The Trevi Fountain, Italy – the most famous and largest fountain in Rome
The Fontana di Trevi (or Trevi Fountain), located in the Italian city of Rome, is considered an architectural gem, the largest and most famous fountain in Rome. Every day near the fountain collects hundreds of tourists. When we were in Rome, the largest gathering was just outside the Trevi Fountain and the Spanish Square. People tried to be photographed in various poses but because of great crowd of people all failed to get the desired photos, so everyone took more and more photos.
The fountain itself is quite big, and since it adjoins the front of the Palazzo Poli, the majestic front of the palace and the fountain near it are visually perceived as one, which creates a stunning effect of a huge fountain. Yes… The architect Nicola Silvi did an excellent job.
At the foot of the fountain extends Piazza di Trevi, 00187 Roma Italy. Thanks to this, the crowds are at least somewhat dispersed. However, it does not help much either. Size of the fountain de Trevi is 26 meters high and 20 meters wide, so for a small area of Trevi fountain is still too big.
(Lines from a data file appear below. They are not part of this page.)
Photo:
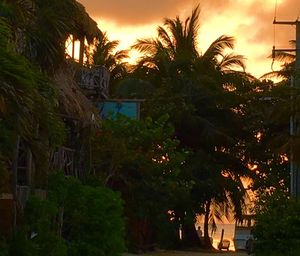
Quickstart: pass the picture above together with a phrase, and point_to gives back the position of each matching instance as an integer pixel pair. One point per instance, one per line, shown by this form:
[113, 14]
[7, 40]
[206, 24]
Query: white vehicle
[243, 233]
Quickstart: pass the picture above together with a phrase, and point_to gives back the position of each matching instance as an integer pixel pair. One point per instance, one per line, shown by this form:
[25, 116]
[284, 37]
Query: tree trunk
[207, 242]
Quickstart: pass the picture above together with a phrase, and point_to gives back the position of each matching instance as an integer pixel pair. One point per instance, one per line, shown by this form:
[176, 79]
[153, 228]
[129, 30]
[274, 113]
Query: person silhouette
[199, 231]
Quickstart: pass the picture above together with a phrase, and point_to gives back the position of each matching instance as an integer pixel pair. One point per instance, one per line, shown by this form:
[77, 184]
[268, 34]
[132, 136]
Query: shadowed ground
[189, 253]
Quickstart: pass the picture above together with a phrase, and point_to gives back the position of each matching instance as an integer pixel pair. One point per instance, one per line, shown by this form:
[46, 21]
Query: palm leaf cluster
[203, 95]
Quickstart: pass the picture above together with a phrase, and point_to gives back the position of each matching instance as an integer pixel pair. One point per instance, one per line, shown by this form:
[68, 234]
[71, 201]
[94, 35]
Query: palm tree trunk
[207, 242]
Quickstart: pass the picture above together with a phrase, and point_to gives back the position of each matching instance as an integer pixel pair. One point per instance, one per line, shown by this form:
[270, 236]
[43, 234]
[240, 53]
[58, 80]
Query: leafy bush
[75, 219]
[278, 226]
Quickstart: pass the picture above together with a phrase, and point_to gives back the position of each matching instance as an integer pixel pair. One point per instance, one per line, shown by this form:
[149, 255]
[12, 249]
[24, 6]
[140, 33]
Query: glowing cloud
[249, 21]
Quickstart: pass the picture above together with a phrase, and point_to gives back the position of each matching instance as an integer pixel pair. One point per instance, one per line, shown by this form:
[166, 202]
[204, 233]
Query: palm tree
[202, 108]
[106, 55]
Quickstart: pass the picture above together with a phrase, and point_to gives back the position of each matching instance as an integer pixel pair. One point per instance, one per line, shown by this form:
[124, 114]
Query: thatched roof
[73, 103]
[86, 25]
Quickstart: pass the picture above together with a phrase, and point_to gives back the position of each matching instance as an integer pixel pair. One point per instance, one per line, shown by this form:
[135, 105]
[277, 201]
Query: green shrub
[277, 230]
[74, 220]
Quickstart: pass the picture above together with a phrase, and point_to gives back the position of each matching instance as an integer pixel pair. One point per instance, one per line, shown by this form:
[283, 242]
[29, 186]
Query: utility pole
[295, 119]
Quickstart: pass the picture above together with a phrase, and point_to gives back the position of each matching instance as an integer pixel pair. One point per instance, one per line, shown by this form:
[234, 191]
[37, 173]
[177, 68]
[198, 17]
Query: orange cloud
[249, 21]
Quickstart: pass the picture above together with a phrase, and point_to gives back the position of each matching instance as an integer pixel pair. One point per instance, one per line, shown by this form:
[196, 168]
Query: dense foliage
[278, 226]
[75, 219]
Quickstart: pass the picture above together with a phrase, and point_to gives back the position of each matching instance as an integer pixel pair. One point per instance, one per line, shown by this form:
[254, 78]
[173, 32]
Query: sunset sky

This large-scale and spectacular attraction reminds not a fountain but a scene from some ancient play, made in stone, rather than a source of clean water. One gets the impression that the water in the fountain is only an insignificant addition, thanks to which the composition of sculptures and became known as a fountain.
The Fountain de Trevi is an architectural solution worth seeing both by day and by night. By day, of course, to admire the stone sculptures and see everything in great detail. And in the evening and at night, when it gets dark outside, the fountain is illuminated by numerous lamps and gets completely different, warm colors, which presents itself in a completely different way, and stone sculptures seem as if they are about to come to life.
By the way, throughout history, near the Trevi Fountain many movies were filmed. Among them are such famous ones as “Roman Holiday”, “Sweet Life”, the comedy “Crazy in Love” and many others, it makes no sense to list them all here.
The beliefs and income of the Trevi Fountain
There are interesting beliefs around the Trevi Fountain, one of which says that a man who turned his back to the fountain and over his shoulder threw a coin into it, will come to Rome again. Well, we all know that, and we do it all the time when we go somewhere. More often than not, coins are thrown into the sea.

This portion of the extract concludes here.